Lasting errors, prejudices and rediscoveries in science

It is astonishing how prejudices can perpetuate the generalized acceptance of some errors many centuries after they were identified as such. The following examples from astronomy and economics are paradigmatic.

Despite Copernicus demonstration in 1543 that the Earth was not the centre of our solar system, the Ptolemaic geocentric view of the Universe was still widespread at the time (1687) when Newton published his law of universal gravitation. More extraordinary is that today in America one in five Americans still believe that the sun moves around the earth.

Such lasting mistaken beliefs can only be explained by theological prejudices and dogmatism.

Similarly, in economics, the Marxist labour theory of value inspired in David Ricardo´s theory of value was being drafted in 1844 (Economic and Philosophic Manuscripts) while Gossen (1854), Jevons (1862) and Walras (1874) separately developed the marginal theory of value based on utility. This new theory provided a better explanation about the way exchange prices are set in markets and could also incorporate labour in its approach without invoking the Marxist view of labour exploitation. Marx, in the first edition of Das Kapital published in 1867, persists in a labour theory of value based on the idea that “the worker becomes an ever cheaper commodity the more commodities he creates”.

Still today, despite the theoretical and historical discredit of such theory, Marxists and other believers in the labour theory of value persist in such erroneous view of how prices are formed. Again, the survival of such prejudice can only be explained by ideological reasons, this time by their aversion to capitalism.

Although such forms of ideological obscurantism should be avoided by science, it would be ill-advised to discard completely their starting axioms as they may prove useful for new rediscoveries.

For instance, in astronomy, I can postulate that if the universe is infinite then every point in a three-dimensional space can be considered the centre of that universe and thus restate the geocentric view of the earth. Likewise in economics.
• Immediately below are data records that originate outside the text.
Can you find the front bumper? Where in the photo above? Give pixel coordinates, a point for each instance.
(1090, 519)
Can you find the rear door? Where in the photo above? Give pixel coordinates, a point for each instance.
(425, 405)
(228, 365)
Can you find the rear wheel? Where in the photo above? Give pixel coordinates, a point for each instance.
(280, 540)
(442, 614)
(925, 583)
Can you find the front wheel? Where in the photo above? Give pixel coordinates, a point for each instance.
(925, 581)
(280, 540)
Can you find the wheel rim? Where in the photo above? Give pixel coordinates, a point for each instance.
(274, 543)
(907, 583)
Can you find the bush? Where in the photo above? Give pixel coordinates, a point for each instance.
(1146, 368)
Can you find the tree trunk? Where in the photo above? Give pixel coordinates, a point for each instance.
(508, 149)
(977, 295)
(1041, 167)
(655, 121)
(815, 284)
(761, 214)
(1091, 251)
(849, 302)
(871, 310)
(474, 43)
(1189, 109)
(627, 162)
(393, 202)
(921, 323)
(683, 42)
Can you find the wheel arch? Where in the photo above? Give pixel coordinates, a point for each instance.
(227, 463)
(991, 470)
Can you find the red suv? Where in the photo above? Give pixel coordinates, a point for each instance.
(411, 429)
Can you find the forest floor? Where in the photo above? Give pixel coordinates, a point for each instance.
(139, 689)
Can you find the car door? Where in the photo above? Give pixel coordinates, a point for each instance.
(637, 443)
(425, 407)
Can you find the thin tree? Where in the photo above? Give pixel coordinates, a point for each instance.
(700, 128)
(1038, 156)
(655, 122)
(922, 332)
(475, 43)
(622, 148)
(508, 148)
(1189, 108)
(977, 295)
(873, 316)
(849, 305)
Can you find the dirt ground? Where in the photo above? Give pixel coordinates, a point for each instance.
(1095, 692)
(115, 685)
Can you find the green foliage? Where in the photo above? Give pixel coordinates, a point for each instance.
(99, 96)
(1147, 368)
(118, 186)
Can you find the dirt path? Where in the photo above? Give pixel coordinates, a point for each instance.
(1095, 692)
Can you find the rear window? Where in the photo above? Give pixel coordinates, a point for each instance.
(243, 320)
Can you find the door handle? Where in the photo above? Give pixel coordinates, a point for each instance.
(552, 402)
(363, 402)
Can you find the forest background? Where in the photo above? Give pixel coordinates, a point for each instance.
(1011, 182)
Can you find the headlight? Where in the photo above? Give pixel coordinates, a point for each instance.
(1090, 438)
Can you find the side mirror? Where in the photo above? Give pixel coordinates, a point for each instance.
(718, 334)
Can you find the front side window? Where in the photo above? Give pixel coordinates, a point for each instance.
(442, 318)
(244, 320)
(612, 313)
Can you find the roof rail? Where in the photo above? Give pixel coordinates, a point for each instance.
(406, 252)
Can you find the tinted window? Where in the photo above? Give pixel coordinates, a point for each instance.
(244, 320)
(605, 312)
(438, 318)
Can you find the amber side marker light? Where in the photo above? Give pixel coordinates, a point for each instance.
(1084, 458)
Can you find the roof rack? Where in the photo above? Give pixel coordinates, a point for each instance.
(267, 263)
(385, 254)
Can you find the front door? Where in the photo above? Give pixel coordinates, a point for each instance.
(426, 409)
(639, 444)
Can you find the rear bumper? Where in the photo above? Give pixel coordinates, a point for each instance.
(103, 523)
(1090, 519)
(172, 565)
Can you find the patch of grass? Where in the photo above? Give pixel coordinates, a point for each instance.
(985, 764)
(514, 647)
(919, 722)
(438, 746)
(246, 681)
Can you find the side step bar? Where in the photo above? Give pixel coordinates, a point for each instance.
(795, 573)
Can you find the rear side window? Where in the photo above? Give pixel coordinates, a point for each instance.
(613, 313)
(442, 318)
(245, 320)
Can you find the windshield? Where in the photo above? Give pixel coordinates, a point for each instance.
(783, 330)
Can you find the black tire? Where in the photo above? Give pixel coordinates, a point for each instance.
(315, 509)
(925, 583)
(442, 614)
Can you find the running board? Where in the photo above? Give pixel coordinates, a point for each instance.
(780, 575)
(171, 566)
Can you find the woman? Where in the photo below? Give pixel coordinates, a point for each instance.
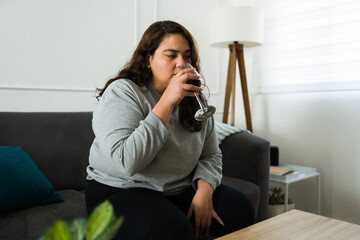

Since consumption and work cannot be defined respectively as synonymous of utility and disutility (for instance I often derive more pleasure from work than from consumption), I can postulate that no matter how widely defined is utility it is a finite standard insufficient for unequivocal determination of exchange prices. So, a multi-dimensional approach is required to bring in cost of production, neurological and social factors that account for non-rational determinants.

In conclusion science is a continuous process of discovery–error–rediscovery that cannot be prejudiced about past beliefs.